How to get LBA(logical block addressing) of a file from MFT on NTFS file system? - block

I accessed the $MFT file and extracted file attributes.
Given the file attributes from MFT, how to get a LBA of file from the MFT record on NTFS file system?
To calculate LBA, I know that cluster number of file.
It that possible using cluster number to calculate?

I'm not entirely sure of your question-- But if you're simply trying to find the logical location on disk of a file, there are various IOCTLs that will achieve this.
For instance, MFT File records: FSCTL_GET_NTFS_FILE_RECORD
http://msdn.microsoft.com/en-us/library/windows/desktop/aa364568(v=vs.85).aspx
Location on disk of a specific file via HANDLE: FSCTL_GET_RETRIEVAL_POINTERS
http://msdn.microsoft.com/en-us/library/windows/desktop/aa364572(v=vs.85).aspx
If you're trying to parse NTFS on your own, you'll need to follow the $DATA attribute-- Which will always be non-resident data runs (unless it's a small file that can be resident within the MFT). Microsoft's data runs are fairly simply structures of data contained in the first two nibbles, which specify offset and length for the next run of data.
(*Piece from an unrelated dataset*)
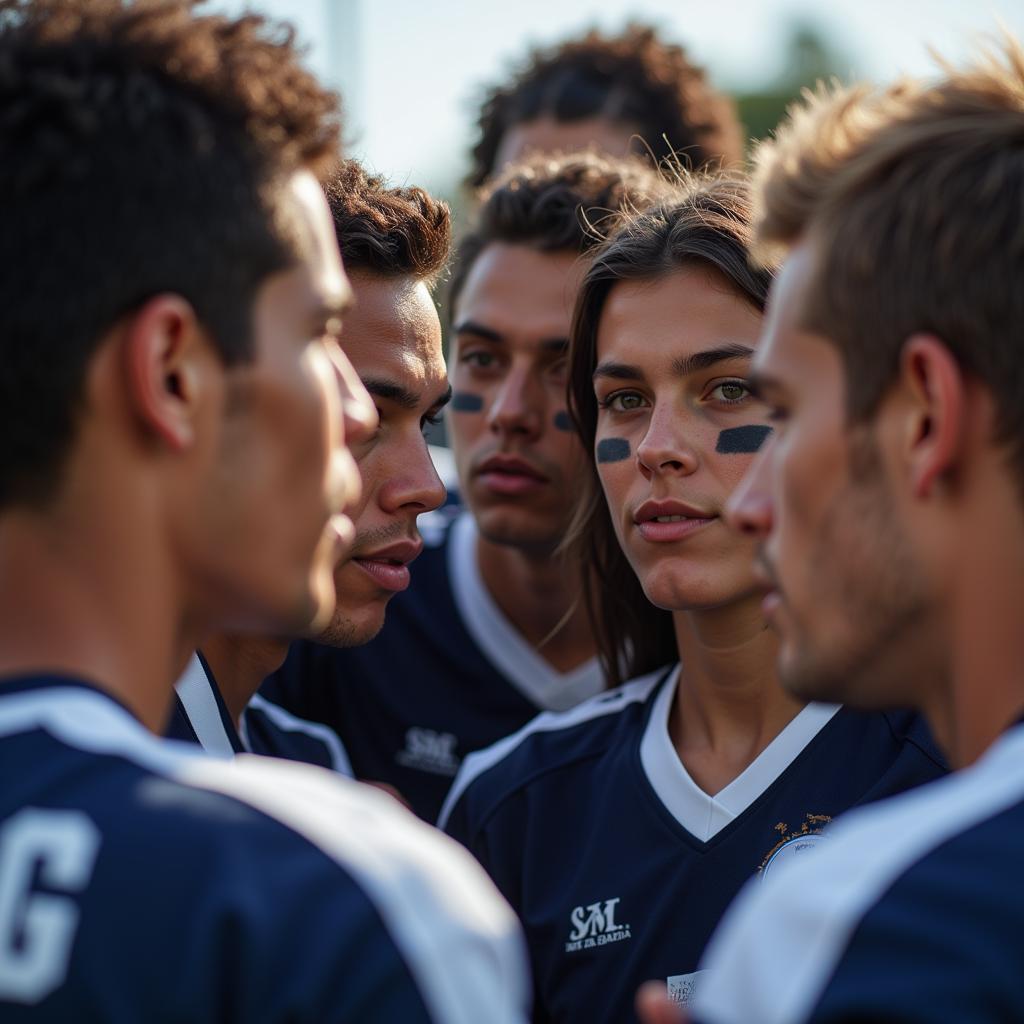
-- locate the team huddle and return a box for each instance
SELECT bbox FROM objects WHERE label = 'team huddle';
[1,1,1023,1022]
IMHO you should write the code by doing some basic arithmetic rather than using IOCTLs and FSCTLs for everything. You should know the size of your disk and the offset from which a volume starts (or every extent by using IOCTL_VOLUME_GET_VOLUME_DISK_EXTENTS) and store those values somewhere. Then just add the LCN times the size of a cluster to the offset of the extent on the disk.
Most of the time you just have to deal with one extent. When you have multiple extents you can figure out on which extent the cluster is by multiplying the LCN with the size of a cluster and then subtracting the size of each extent returned by the IOCTL in the order they are returned, if the next number to subtract is greater than your current number, that particular LCN is on that extent.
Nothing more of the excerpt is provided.